We are supporting a search for a Principal Analytical Scientist to support CMC efforts at a mid-sized pharmaceutical company in the RTP area.
Responsibilities
- Serve as the Analytical CMC lead for the development of new drugs, guiding projects from Phase I to commercialization.
- Develop and provide phase-appropriate analytical strategies to ensure seamless drug development, meeting milestones and deliverables in a timely manner.
- Manage analytical support for drug substance development, product formulation/process development, and process validation.

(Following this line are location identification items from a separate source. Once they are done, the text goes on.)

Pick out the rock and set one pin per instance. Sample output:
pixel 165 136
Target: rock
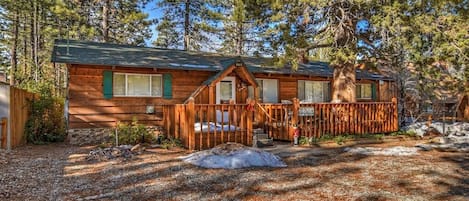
pixel 137 149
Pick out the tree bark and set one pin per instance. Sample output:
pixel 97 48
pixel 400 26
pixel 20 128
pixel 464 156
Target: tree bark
pixel 14 59
pixel 343 84
pixel 187 24
pixel 105 22
pixel 239 38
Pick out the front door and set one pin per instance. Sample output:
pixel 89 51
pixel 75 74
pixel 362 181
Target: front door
pixel 226 90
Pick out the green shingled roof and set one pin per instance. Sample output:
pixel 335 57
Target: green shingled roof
pixel 94 53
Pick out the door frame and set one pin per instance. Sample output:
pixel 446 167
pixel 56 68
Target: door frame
pixel 233 88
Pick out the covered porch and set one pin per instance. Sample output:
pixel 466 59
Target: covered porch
pixel 223 110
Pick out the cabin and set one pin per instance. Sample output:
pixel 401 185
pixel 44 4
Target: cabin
pixel 184 93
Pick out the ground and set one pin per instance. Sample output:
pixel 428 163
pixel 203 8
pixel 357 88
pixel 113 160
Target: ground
pixel 61 172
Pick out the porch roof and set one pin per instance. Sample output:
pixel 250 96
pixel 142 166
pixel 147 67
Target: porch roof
pixel 95 53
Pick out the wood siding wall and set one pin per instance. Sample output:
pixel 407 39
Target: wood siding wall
pixel 88 108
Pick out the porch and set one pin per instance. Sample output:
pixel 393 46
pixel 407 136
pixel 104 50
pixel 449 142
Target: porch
pixel 203 126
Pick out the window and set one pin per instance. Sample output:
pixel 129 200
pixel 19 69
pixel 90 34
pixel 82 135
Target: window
pixel 268 90
pixel 313 91
pixel 226 93
pixel 364 91
pixel 125 84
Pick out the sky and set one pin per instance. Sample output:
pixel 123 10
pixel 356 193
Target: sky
pixel 154 13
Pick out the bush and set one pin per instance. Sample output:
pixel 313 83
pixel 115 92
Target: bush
pixel 132 133
pixel 303 140
pixel 170 142
pixel 46 122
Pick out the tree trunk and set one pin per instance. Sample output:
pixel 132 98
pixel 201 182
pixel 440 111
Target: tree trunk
pixel 187 24
pixel 343 84
pixel 239 38
pixel 14 59
pixel 105 22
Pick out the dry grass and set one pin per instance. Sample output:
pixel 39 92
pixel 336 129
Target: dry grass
pixel 60 172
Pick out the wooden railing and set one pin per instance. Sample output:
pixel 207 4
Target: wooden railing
pixel 3 132
pixel 317 119
pixel 203 126
pixel 274 119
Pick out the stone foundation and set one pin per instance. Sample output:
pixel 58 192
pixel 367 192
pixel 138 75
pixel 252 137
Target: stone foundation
pixel 85 136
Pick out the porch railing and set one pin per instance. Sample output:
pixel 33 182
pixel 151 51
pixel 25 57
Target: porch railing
pixel 317 119
pixel 203 126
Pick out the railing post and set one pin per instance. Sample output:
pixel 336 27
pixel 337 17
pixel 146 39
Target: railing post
pixel 251 104
pixel 395 116
pixel 294 119
pixel 3 132
pixel 190 119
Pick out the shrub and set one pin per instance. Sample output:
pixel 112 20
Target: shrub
pixel 46 122
pixel 132 133
pixel 303 140
pixel 170 142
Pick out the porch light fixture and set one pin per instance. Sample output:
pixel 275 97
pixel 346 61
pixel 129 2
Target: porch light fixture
pixel 150 109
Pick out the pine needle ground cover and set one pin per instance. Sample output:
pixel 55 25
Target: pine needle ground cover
pixel 61 172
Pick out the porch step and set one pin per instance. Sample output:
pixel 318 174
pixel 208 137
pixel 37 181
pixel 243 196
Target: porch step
pixel 263 143
pixel 262 140
pixel 261 136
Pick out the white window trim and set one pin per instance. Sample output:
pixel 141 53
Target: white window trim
pixel 323 81
pixel 371 88
pixel 233 88
pixel 263 90
pixel 138 74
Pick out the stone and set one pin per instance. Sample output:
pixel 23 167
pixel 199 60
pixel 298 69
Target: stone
pixel 137 149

- Direct a small team of scientists (BS and Master levels), providing leadership, coaching, and professional development to direct reports.
- Review and author regulatory documents such as IMPD, IND, NDA, etc.
- Prepare responses to questions from health authorities regarding analytical aspects of drug development.
- Contribute as an analytical subject matter expert (SME) in due diligence activities.
- Prepare and review quality documents, SOPs, guidelines, protocols, reports, etc.
Qualifications
- PhD in Analytical Chemistry or a related field with 5 years of industry experience
- Experience independently developing analytical methods using HPLC, GC, and MS
- Excellent communication and interpersonal skills
- Experience collaborating with cross-functional teams (QC, Regulatory, Clinical, etc.)